A l’Assemblée nationale le 24 mars (« Blockchain : disruption et opportunités ») plusieurs experts ont pu expliquer qu’il était illusoire de séparer le bitcoin de la blockchain, simplement en rappelant le fonctionnement de l’un et de l’autre ou en faisant mention de recherches de première main ; mais il se trouvait toujours un nouvel orateur pour venir asséner à l’assistance l’importance de bien distinguer l’un et l’autre, sans que cette admonestation ne soit fondée sur quoi que ce soit hormis l’argument d’autorité.
Si aucune explication technique ne peut surmonter la sainte horreur qu’une monnaie décentralisée inspire à tous ceux qui exercent le métier de tiers de confiance ou de contrôle, la bonne nouvelle est qu’un soutien de poids pourrait venir des juristes.
Certes, tout n’est pas limpide de ce côté là.
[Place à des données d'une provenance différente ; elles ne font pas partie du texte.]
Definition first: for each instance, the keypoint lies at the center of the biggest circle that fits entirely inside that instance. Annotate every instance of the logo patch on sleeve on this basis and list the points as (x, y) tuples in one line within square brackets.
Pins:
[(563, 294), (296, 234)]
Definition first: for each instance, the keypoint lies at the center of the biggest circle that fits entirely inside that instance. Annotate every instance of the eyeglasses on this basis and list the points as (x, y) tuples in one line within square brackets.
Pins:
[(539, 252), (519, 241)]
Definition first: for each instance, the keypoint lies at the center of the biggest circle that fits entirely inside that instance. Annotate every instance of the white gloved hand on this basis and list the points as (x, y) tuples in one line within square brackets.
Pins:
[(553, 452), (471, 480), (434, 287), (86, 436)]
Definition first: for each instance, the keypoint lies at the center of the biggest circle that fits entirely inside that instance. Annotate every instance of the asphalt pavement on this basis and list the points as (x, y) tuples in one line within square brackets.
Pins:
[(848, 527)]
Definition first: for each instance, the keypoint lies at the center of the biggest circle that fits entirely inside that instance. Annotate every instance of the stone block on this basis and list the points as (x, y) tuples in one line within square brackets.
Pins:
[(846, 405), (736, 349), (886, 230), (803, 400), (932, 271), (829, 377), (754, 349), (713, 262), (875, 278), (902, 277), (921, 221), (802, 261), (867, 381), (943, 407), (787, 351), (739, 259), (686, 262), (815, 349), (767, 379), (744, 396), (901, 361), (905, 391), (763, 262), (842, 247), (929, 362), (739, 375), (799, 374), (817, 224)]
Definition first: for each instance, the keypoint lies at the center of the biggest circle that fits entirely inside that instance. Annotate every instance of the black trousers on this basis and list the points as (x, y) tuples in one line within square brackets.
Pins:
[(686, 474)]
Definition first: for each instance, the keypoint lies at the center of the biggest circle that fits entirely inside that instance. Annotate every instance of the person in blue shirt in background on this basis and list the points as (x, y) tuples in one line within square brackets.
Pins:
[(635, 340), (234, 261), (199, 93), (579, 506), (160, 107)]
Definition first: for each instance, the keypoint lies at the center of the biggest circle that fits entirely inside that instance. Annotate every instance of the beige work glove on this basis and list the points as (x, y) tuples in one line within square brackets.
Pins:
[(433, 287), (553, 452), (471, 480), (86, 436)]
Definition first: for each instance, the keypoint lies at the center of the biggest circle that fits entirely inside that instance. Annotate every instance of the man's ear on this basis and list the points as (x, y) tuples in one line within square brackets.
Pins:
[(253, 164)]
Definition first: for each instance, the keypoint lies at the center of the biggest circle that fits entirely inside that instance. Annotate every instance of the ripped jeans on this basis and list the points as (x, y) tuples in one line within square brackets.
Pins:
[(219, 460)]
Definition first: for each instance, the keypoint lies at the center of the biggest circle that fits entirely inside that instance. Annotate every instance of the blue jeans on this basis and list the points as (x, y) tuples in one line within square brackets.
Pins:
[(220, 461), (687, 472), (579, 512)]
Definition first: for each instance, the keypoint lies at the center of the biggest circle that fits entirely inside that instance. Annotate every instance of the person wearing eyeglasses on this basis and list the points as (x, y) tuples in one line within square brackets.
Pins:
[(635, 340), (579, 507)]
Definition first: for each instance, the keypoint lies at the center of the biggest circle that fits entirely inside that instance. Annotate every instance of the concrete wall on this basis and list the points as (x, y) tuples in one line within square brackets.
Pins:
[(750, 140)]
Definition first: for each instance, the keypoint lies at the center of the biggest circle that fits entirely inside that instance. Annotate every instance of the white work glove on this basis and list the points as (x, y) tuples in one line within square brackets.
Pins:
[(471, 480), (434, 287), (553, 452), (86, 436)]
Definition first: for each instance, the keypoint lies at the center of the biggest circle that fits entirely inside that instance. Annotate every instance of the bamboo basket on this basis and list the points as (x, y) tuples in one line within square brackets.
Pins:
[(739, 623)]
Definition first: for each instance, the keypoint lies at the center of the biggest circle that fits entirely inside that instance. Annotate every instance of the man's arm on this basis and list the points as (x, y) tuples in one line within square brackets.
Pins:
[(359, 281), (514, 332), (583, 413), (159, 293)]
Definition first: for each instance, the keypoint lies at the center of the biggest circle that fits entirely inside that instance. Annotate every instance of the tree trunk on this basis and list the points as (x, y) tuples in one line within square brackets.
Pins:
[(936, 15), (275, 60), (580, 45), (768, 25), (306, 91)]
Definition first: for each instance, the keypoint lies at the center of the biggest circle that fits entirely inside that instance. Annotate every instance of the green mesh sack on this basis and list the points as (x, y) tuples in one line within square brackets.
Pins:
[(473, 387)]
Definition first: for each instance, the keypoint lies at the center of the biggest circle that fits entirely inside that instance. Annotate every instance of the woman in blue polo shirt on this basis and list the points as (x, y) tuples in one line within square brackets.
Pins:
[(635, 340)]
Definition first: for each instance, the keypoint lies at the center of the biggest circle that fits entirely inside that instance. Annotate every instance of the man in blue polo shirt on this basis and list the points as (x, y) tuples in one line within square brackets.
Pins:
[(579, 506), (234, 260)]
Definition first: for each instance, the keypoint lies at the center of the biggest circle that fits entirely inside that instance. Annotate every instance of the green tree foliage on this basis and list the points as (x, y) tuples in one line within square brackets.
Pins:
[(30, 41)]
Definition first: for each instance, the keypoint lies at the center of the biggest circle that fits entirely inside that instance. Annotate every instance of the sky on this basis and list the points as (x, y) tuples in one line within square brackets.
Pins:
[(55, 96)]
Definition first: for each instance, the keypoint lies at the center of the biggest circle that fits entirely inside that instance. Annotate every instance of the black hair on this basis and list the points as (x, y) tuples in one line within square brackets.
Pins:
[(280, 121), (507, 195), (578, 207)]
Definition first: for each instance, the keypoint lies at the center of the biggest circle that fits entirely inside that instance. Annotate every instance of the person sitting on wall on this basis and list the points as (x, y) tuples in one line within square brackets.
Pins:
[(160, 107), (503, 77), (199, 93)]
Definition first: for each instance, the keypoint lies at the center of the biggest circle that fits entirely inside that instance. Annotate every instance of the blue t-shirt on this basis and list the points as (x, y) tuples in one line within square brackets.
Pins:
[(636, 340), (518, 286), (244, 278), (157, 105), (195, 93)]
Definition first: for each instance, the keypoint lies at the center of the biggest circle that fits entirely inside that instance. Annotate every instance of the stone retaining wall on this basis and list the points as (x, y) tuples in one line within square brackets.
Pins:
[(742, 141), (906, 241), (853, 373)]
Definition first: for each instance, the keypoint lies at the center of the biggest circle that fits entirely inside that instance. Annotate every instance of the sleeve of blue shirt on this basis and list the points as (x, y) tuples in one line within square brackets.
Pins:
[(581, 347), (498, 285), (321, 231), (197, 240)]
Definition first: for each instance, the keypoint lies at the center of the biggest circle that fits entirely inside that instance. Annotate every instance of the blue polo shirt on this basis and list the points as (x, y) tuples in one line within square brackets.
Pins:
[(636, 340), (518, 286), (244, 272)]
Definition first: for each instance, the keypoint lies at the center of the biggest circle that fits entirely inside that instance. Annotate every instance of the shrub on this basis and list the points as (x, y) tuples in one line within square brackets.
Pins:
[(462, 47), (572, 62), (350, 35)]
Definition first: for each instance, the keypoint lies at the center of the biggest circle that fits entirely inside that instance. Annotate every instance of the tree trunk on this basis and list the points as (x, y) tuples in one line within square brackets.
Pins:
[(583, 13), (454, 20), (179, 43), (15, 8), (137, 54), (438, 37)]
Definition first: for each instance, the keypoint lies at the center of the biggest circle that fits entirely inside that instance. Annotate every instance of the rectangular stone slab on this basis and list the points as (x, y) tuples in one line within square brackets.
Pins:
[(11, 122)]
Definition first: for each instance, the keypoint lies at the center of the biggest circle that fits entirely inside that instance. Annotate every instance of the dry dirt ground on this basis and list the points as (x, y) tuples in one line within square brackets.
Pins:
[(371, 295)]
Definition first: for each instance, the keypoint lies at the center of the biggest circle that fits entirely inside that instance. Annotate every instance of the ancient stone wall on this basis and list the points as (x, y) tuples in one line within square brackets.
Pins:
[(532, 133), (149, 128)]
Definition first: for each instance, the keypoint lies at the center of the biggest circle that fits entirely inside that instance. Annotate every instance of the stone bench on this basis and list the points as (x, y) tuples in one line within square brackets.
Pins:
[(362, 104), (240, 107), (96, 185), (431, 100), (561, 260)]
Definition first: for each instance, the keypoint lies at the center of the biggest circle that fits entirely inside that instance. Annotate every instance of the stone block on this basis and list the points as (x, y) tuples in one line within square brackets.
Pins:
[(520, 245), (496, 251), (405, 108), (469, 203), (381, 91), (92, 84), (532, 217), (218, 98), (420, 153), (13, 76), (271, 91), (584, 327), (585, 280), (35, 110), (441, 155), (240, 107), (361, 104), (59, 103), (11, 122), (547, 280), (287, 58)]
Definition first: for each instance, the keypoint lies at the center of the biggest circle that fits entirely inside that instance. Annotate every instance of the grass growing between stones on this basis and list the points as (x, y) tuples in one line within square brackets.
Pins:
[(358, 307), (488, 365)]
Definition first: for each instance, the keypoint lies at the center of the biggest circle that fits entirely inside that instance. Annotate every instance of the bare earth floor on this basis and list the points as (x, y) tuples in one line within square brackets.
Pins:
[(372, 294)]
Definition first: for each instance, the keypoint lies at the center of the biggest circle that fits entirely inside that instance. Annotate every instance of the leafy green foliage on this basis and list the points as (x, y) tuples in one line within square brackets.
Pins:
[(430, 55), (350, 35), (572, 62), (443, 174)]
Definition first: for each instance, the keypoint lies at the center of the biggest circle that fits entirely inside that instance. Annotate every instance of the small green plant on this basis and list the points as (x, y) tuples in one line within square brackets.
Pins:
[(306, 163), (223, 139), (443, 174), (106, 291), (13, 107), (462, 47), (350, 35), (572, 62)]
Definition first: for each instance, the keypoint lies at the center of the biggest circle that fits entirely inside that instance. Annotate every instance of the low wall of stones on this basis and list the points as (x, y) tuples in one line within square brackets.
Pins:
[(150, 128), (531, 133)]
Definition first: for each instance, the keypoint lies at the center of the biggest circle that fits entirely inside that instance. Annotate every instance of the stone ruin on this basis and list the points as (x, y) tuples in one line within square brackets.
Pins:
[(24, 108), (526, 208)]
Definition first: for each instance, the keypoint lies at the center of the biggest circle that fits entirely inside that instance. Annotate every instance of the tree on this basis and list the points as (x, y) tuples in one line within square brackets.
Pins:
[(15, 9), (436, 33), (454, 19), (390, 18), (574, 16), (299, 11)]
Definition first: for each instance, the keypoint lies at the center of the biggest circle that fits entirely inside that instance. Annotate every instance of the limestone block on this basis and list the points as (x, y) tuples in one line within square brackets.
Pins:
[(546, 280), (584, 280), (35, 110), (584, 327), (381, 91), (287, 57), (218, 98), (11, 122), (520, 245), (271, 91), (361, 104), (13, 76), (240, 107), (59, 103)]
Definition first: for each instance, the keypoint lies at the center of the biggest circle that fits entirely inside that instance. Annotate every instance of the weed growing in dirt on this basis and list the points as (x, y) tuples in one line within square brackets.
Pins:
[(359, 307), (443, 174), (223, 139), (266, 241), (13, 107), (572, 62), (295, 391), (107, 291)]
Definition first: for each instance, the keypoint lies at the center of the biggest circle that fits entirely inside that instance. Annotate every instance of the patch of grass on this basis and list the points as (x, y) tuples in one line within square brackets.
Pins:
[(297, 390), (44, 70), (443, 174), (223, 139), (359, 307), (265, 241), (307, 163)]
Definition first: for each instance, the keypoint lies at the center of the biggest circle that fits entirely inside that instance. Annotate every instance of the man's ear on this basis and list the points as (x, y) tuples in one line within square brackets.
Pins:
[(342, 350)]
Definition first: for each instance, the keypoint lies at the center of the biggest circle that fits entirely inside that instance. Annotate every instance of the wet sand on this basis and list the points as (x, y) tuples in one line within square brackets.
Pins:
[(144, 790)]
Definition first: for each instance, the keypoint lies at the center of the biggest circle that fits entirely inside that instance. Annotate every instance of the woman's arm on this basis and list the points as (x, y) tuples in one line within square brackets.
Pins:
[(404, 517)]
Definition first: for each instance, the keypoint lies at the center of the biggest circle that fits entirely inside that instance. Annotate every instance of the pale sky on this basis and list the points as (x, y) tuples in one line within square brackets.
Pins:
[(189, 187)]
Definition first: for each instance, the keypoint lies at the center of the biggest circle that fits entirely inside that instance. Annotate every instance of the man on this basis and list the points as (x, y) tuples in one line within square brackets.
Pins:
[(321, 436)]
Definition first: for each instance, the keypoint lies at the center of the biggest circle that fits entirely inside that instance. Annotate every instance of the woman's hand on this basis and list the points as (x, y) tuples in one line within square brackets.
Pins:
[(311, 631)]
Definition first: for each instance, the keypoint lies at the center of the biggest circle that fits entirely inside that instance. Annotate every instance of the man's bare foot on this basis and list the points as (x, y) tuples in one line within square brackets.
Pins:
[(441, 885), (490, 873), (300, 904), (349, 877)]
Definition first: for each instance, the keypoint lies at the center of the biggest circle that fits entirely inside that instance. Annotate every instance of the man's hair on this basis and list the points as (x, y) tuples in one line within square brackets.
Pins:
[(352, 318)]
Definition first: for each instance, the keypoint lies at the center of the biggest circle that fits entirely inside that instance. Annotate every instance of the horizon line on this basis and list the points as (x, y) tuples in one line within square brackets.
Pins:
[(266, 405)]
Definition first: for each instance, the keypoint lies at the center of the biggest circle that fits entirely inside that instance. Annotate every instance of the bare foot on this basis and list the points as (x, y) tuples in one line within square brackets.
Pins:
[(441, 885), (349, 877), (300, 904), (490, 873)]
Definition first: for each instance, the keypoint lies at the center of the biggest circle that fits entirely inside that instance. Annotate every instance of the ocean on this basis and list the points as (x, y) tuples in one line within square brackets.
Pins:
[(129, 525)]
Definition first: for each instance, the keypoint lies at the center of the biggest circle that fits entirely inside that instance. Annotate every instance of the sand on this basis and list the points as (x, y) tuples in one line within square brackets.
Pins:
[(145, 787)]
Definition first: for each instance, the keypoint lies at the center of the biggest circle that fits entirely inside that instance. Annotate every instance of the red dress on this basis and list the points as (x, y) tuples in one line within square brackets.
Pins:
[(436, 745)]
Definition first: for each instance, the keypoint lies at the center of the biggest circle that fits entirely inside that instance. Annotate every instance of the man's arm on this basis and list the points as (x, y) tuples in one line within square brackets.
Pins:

À l’Assemblée Nationale, on n’a pas toujours saisi si les pros des lawtechs comptaient mettre de la loi dans l’algorithme ou de l’algorithme dans la loi. Certains n’ont pas dû méditer le principe de Kerckhoffs. On a vécu, en revanche, un grand moment quand Maître Thibault Verbiest (De Gaulle-Fleurance) a rappelé que la monnaie est basée sur une notion qui n’est pas définie juridiquement parce qu’en droit la confiance n’existe pas et qu’elle est au mieux une tautologie.
Gardez cette tautologie en mémoire, elle va resurgir avant la fin de l’article.
Deux événements consécutifs viennent de faire entendre des musiques intéressantes. La soirée « Blockchain et Droit » organisée à la Sorbonne le 31 mars par le groupe d’étudiants Think Libéral d’Assas, entendait explorer comment le droit positif risque de se retrouver rapidement dépassé par ces innovations [et] commencer à défricher les liens entre le droit et la technologie de la blockchain. La matinée Assurchain organisée le 6 avril par Finyear et France Innovation au Palais Brongniart se présentait comme un _évènement exceptionnel en avance de phase sur l’impact de la Blockchain sur le secteur de l’assurance. O_n a parlé des smart contracts et de leurs promesses révolutionnaires : pas d’interprétation, pas d’intervention de l’Ètat, exécution automatique, mise en œuvre d’organisation autonome décentralisées… disruption de tout et partout.
À mi-chemin des juristes (on ne peut pas) et des technos (on peut tout) je dois exprimer quelques doutes sur certaines promesses des contrats intelligents mais aussi ce que je perçois comme une chance pour les paiements intelligents.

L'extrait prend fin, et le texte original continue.